India-based Twitter posts spurred Hindu-Muslim riots in the UK: Study

London: A study over the violent clashes that erupted in the UK's Leicester between Hindus and Muslims following the India-Pakistan cricket match, found social media being the one that fanned riots which ran over weeks.

A report published by Bloomberg News based on the study held by the Network Contagion Research Institute at Rutgers University said that more than 500 fake accounts were found to be at work to spew scurrilous content through different social media networks during the riot.

Incendiary videos of mosques being torched, claims of kidnapping and memes of attacks and counter-attacks had widely been spread through social media, particularly through Twitter;  most of the accounts were found to have had roots in India, the research suggested.

The BBC and disinformation research company Logically have also corroborated the Indian origins of most of these incendiary and provocative posts that fuelled the riots.

The rioters from both sides unleashed violent attacks at each other that saw people vandalising homes, cars and religious artefacts, raising religious chants.

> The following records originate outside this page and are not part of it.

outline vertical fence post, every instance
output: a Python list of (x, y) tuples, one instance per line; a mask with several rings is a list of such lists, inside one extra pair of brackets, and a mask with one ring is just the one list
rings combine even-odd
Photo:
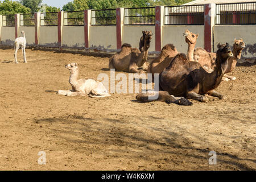
[(164, 22), (164, 6), (155, 7), (155, 51), (161, 52), (162, 30)]
[(0, 15), (0, 43), (2, 41), (2, 27), (3, 26), (3, 15)]
[(40, 13), (35, 13), (34, 18), (35, 18), (35, 44), (37, 46), (39, 44), (39, 26), (40, 21)]
[(213, 51), (213, 26), (215, 23), (216, 5), (204, 5), (204, 49), (207, 52)]
[(16, 39), (19, 36), (19, 14), (15, 14), (15, 39)]
[(91, 14), (90, 10), (84, 10), (84, 46), (85, 49), (89, 48), (89, 33), (91, 24)]
[(123, 26), (125, 9), (123, 7), (117, 8), (116, 13), (117, 49), (118, 51), (119, 51), (121, 49), (122, 47), (122, 30)]
[(63, 11), (58, 12), (58, 46), (62, 47), (62, 28), (63, 26)]

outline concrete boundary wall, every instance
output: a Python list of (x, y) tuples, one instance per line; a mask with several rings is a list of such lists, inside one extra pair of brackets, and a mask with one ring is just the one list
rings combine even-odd
[(91, 26), (89, 32), (89, 48), (106, 51), (117, 50), (116, 27)]
[(245, 59), (256, 59), (256, 26), (255, 25), (218, 25), (213, 27), (214, 51), (217, 51), (218, 43), (234, 44), (234, 39), (243, 39), (245, 48), (243, 51), (242, 57)]
[(25, 32), (25, 37), (27, 46), (35, 45), (35, 27), (20, 27), (19, 30), (19, 32), (18, 32), (18, 36), (22, 36), (22, 31)]
[(14, 46), (15, 40), (15, 27), (2, 27), (1, 28), (1, 44)]
[(64, 26), (63, 28), (63, 47), (84, 48), (84, 26)]
[[(64, 26), (64, 12), (58, 13), (58, 25), (40, 26), (40, 13), (35, 14), (35, 27), (23, 27), (19, 24), (19, 14), (15, 15), (15, 27), (2, 26), (0, 15), (0, 39), (2, 46), (13, 46), (16, 37), (24, 30), (27, 45), (35, 47), (62, 49), (84, 49), (114, 53), (120, 51), (123, 43), (139, 48), (142, 31), (151, 30), (153, 33), (149, 53), (157, 54), (165, 45), (173, 44), (179, 52), (186, 53), (188, 45), (183, 33), (186, 29), (199, 34), (196, 47), (203, 47), (208, 52), (217, 51), (218, 42), (233, 44), (234, 38), (243, 39), (246, 45), (242, 57), (255, 59), (255, 42), (256, 25), (216, 25), (216, 6), (204, 5), (204, 24), (185, 26), (164, 25), (164, 6), (155, 7), (155, 25), (126, 26), (124, 24), (124, 8), (116, 10), (116, 26), (92, 26), (91, 10), (84, 11), (84, 26)], [(169, 14), (171, 16), (171, 14)], [(234, 18), (234, 17), (233, 17)]]
[(39, 27), (39, 44), (42, 47), (59, 47), (58, 27)]

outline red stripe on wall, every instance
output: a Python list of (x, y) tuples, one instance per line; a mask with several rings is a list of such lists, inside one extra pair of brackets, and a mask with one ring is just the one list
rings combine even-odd
[(211, 17), (209, 15), (210, 7), (209, 5), (204, 5), (204, 49), (212, 52), (212, 27)]
[(161, 51), (161, 7), (155, 7), (155, 51)]
[(117, 48), (121, 49), (122, 47), (121, 10), (117, 9)]
[(39, 22), (38, 22), (38, 14), (36, 13), (35, 13), (35, 43), (36, 46), (38, 45), (38, 23), (39, 23)]
[(58, 44), (61, 47), (61, 12), (58, 13)]
[(14, 17), (15, 23), (15, 39), (16, 39), (19, 35), (18, 32), (18, 14), (15, 14)]
[(85, 48), (89, 48), (88, 26), (88, 11), (84, 10), (84, 46)]

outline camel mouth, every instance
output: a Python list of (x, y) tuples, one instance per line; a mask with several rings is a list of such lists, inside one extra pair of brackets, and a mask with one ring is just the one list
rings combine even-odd
[(232, 52), (229, 52), (228, 53), (228, 55), (229, 56), (233, 56), (233, 53)]

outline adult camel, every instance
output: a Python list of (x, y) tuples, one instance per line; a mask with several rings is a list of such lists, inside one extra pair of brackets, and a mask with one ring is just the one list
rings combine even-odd
[[(186, 42), (188, 44), (188, 56), (189, 56), (191, 51), (193, 52), (194, 51), (198, 34), (196, 35), (186, 30), (184, 32), (183, 36), (185, 36)], [(164, 68), (170, 65), (172, 59), (177, 53), (178, 51), (173, 44), (166, 45), (163, 47), (159, 56), (148, 65), (147, 73), (152, 73), (152, 78), (154, 78), (154, 74), (160, 74)]]
[[(196, 61), (189, 61), (184, 53), (177, 54), (159, 75), (159, 92), (158, 99), (165, 101), (165, 98), (170, 96), (172, 100), (169, 102), (176, 103), (184, 97), (202, 102), (207, 101), (204, 94), (224, 99), (225, 97), (214, 89), (218, 86), (222, 78), (228, 68), (228, 60), (233, 56), (231, 47), (225, 44), (218, 44), (216, 66), (212, 73), (206, 71), (201, 64)], [(167, 93), (168, 92), (168, 93)], [(138, 101), (150, 102), (150, 94), (141, 94), (137, 96)], [(171, 101), (171, 102), (170, 102)], [(191, 104), (190, 104), (191, 105)]]
[(147, 31), (143, 31), (142, 34), (143, 38), (140, 40), (140, 42), (143, 42), (144, 43), (141, 48), (142, 51), (137, 48), (131, 48), (129, 44), (124, 44), (121, 51), (110, 58), (109, 69), (129, 73), (143, 73), (144, 71), (146, 71), (146, 61), (147, 60), (152, 34)]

Joel Finkelstein, the founder of the NCRI, said that both the domestic assailants and foreign actors were found using social media as a weapon in the instance of a riot or ethnic tensions.

The analytical study of the data collected from Google's YouTube, Meta Platforms Inc.'s Instagram, Twitter and ByteDance Ltd.'s TikTok suggests how successful foreign influencers were in fanning tensions at the local level by spreading disinformation.

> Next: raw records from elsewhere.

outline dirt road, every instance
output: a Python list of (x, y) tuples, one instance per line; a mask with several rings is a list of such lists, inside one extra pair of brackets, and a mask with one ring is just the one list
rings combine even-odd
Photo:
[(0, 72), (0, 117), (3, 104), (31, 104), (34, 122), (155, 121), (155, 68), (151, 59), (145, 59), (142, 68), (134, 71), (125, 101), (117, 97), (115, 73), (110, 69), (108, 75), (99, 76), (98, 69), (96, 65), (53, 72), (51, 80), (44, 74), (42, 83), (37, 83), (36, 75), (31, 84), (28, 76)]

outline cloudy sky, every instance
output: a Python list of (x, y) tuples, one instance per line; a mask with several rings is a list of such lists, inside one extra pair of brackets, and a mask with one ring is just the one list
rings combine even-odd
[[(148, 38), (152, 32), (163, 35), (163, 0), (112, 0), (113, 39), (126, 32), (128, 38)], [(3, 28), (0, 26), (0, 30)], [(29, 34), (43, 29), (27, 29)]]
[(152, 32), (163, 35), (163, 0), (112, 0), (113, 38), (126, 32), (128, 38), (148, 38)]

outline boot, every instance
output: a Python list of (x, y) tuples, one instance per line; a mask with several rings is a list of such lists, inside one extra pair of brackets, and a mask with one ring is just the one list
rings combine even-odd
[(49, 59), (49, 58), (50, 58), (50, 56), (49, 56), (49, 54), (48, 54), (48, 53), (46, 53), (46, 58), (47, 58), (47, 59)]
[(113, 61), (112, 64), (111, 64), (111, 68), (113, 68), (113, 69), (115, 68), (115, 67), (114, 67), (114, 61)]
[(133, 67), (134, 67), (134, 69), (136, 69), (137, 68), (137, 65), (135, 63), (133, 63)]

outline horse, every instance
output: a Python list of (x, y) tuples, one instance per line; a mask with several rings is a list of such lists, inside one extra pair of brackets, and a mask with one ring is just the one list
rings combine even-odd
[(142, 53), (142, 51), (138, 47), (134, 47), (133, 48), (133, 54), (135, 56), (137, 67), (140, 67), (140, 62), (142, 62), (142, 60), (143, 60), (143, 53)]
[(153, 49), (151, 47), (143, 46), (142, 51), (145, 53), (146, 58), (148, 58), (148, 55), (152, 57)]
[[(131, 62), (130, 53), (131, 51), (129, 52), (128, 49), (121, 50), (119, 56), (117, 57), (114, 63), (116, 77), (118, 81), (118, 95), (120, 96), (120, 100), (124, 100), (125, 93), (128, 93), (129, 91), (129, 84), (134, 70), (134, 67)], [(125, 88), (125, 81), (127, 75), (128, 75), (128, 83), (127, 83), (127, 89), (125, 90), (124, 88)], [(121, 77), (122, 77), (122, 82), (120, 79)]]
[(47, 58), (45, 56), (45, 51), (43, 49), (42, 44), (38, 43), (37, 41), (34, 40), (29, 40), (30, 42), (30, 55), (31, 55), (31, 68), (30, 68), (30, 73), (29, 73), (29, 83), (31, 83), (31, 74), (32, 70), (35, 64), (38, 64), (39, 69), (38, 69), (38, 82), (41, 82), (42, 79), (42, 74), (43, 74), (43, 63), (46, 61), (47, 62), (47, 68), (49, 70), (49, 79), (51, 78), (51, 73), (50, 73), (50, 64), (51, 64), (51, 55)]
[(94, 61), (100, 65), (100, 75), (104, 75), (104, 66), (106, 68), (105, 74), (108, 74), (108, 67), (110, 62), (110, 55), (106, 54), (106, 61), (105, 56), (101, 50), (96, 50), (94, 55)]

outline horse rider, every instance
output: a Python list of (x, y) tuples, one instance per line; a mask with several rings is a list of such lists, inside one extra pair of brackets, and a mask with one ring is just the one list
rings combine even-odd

The research found the use of the word 'Hindu' exceeds the use of 'Muslim' by nearly 40% on social media and found most posts depict Hindus as aggressors and conspirators in a global project for international dominance. About 70 per cent of violent tweets were found to have been made against Hindus during the riot, the study said.

There were memes on Twitter that were being spread through now-banned Twitter accounts which depicted the Muslim community as insects, alleging that different aspects of Islam were "combining together to destroy India.

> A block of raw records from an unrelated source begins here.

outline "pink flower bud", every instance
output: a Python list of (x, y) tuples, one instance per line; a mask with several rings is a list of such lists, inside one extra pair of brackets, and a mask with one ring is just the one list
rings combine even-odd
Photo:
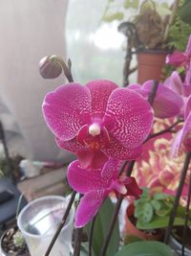
[(183, 146), (185, 147), (186, 151), (191, 152), (191, 130), (185, 135), (183, 139)]
[(46, 56), (39, 62), (39, 72), (44, 79), (55, 79), (62, 73), (56, 56)]

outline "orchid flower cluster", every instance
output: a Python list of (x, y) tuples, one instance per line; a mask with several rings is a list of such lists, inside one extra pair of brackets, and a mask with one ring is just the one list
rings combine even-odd
[[(66, 76), (70, 73), (71, 65), (67, 69), (60, 58), (59, 64), (55, 59), (47, 57), (40, 62), (44, 78), (59, 75), (60, 65)], [(121, 175), (119, 167), (123, 161), (130, 163), (141, 156), (143, 144), (155, 136), (155, 117), (177, 117), (182, 122), (172, 145), (173, 156), (180, 146), (191, 151), (191, 35), (186, 51), (169, 55), (166, 61), (184, 68), (183, 81), (174, 71), (157, 84), (152, 103), (153, 81), (122, 88), (107, 80), (85, 85), (69, 80), (69, 83), (46, 95), (43, 115), (56, 144), (76, 155), (67, 171), (69, 184), (83, 196), (75, 214), (75, 227), (86, 225), (111, 192), (117, 197), (139, 197), (141, 189), (136, 179)]]

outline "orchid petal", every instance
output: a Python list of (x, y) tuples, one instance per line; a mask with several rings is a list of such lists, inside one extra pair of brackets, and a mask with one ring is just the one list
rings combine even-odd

The research has also found the role of bot-like accounts that spread disseminated both anti-Hindu and anti-Muslim messaging, most of them are found to have originated from India that could be seen making tweets 500 times per minute.

Following the spread of the fake video of attacks in Leicester on Twitter, the research said, there could be seen pouring in tweets from India in an orchestrated manner, solely blaming Muslims for the violent events in the city, which in turn was found to be spurred more violence against Hindus in Leicester, the NCRI study said.